Creato il 26 gennaio 2014 da Pfg1971

Barack Obama e Papa Francesco come Ronald Reagan e Giovanni Paolo II?

Il prossimo 27 marzo, il presidente Barack Obama sarà in Italia per una nuova visita ufficiale, dopo quella a Roma e L’Aquila del 2009, nei giorni successivi al terremoto del 6 aprile.

Questa volta però, l’incontro con il premier Enrico Letta e con il presidente Giorgio Napolitano e, probabilmente con il segretario Pd Matteo Renzi, sarà solo il prologo del reale motivo del nuovo viaggio in Italia: il primo incontro con Papa Francesco.

Dopo anni di contrasti tra l’amministrazione democratica e la Santa Sede su vari aspetti, dai diritti delle coppie omosessuali, alla libertà di scelta delle donne o su alcune prescrizioni normative della legge di riforma sanitaria (Affordable Care Act), sempre legate all’aborto, con il nuovo Papa le cose sembrano aver preso una direzione diversa.

“Il presidente”, secondo il portavoce della Casa Bianca Jay Carney, “desidera discutere con il Pontefice la comune lotta contro la povertà e l’ineguaglianza crescente tra i popoli del mondo”.

Quaranta anni dopo l’avvio della “guerra alla povertà”, la “war on poverty”, voluta da un altro presidente democratico, Lyndon Johnson, sembra che siano proprio i temi sociali della disuguaglianza e delle difficili condizioni di vita di milioni di persone, anche in Occidente, a creare un terreno comune tra i due leader.

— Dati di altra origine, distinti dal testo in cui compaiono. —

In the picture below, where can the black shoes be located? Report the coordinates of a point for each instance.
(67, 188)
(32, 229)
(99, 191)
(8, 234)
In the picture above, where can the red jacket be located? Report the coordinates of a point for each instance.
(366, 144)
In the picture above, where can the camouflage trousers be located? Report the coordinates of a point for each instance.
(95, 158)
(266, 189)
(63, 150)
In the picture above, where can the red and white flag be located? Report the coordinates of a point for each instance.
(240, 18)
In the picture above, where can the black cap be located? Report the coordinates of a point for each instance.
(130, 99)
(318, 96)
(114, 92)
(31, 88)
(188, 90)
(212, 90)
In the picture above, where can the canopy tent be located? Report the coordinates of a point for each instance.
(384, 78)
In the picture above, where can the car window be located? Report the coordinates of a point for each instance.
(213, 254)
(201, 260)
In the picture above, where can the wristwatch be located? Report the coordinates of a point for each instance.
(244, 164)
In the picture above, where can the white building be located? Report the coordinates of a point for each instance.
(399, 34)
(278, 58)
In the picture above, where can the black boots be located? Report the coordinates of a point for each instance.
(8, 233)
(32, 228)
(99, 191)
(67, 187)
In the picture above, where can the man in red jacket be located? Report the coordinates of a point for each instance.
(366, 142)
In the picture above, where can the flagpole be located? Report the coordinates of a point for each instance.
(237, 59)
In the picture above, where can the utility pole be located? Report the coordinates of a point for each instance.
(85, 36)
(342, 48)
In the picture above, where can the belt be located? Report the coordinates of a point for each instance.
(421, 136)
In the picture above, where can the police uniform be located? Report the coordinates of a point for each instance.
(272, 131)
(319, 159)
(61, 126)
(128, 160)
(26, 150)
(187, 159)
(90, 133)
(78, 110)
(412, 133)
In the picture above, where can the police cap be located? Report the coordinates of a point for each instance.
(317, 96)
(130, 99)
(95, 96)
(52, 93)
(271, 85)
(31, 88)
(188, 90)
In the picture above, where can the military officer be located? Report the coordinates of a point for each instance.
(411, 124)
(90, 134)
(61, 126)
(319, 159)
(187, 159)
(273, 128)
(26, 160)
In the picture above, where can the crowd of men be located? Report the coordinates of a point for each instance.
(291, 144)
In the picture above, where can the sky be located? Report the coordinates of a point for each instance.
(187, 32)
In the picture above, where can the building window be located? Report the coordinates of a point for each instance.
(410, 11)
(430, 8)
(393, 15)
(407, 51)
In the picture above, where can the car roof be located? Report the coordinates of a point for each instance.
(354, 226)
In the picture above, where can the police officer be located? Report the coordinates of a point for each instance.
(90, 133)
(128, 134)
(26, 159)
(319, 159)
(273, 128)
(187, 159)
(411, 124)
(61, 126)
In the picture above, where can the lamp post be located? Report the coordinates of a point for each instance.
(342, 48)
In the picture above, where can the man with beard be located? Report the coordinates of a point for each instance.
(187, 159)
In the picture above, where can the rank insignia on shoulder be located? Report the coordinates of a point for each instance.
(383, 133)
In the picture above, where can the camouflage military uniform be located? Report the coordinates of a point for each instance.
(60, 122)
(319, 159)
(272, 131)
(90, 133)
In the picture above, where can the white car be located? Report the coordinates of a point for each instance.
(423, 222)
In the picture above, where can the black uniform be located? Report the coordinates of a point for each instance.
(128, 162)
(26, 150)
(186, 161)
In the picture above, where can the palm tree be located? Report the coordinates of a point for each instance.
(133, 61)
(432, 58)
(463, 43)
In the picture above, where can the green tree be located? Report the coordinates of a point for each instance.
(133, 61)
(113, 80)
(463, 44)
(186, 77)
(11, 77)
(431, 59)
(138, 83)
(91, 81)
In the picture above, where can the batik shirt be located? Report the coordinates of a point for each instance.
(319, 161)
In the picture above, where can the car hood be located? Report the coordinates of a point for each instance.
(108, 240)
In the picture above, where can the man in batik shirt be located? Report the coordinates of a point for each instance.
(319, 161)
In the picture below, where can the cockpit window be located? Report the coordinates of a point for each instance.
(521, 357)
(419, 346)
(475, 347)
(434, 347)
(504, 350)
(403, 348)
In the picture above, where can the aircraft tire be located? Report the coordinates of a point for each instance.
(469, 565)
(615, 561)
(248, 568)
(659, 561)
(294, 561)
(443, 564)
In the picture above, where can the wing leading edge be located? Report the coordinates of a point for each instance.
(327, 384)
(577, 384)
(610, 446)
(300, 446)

Una sintonia inedita, ma così intensa che, secondo quanto rivelato dal Los Angeles Times, il presidente Obama avrebbe chiesto ai suoi speechwriter di inserire nei suoi discorsi intere frasi del nuovo vescovo di Roma in cui si parla di sperequazioni sociali e contrasto alla miseria.

Eletto al soglio pontificio da nemmeno un anno, Papa Francesco ha subito iniziato a lavorare per imprimere alla Chiesa cattolica una direzione ben diversa da quella privilegiata da Benedetto XVI.

Con Jorge Mario Bergoglio, i principi non negoziabili di Joseph Ratzinger, temi come l’aborto, il primato della famiglia naturale rispetto alle coppie di fatto, la contraccezione o l’omosessualità non sono stati abbandonati, ma hanno subito una sorta di downgrading: come ha detto a La Civiltà Cattolica, Francesco preferisce considerare la Chiesa non un gendarme che condanna chiunque contraddica le sue regole, ma una sorta di ospedale da campo, sempre pronta a curare le ferite delle donne e degli uomini impegnati nella battaglia della vita.

Una Chiesa che aiuta e che non giudica gli uomini; emblematica la risposta a quel giornalista che, sull’aereo, al ritorno dalla visita in Brasile, gli chiedeva una presa di posizione sui gay: “chi sono io per giudicare un omosessuale”.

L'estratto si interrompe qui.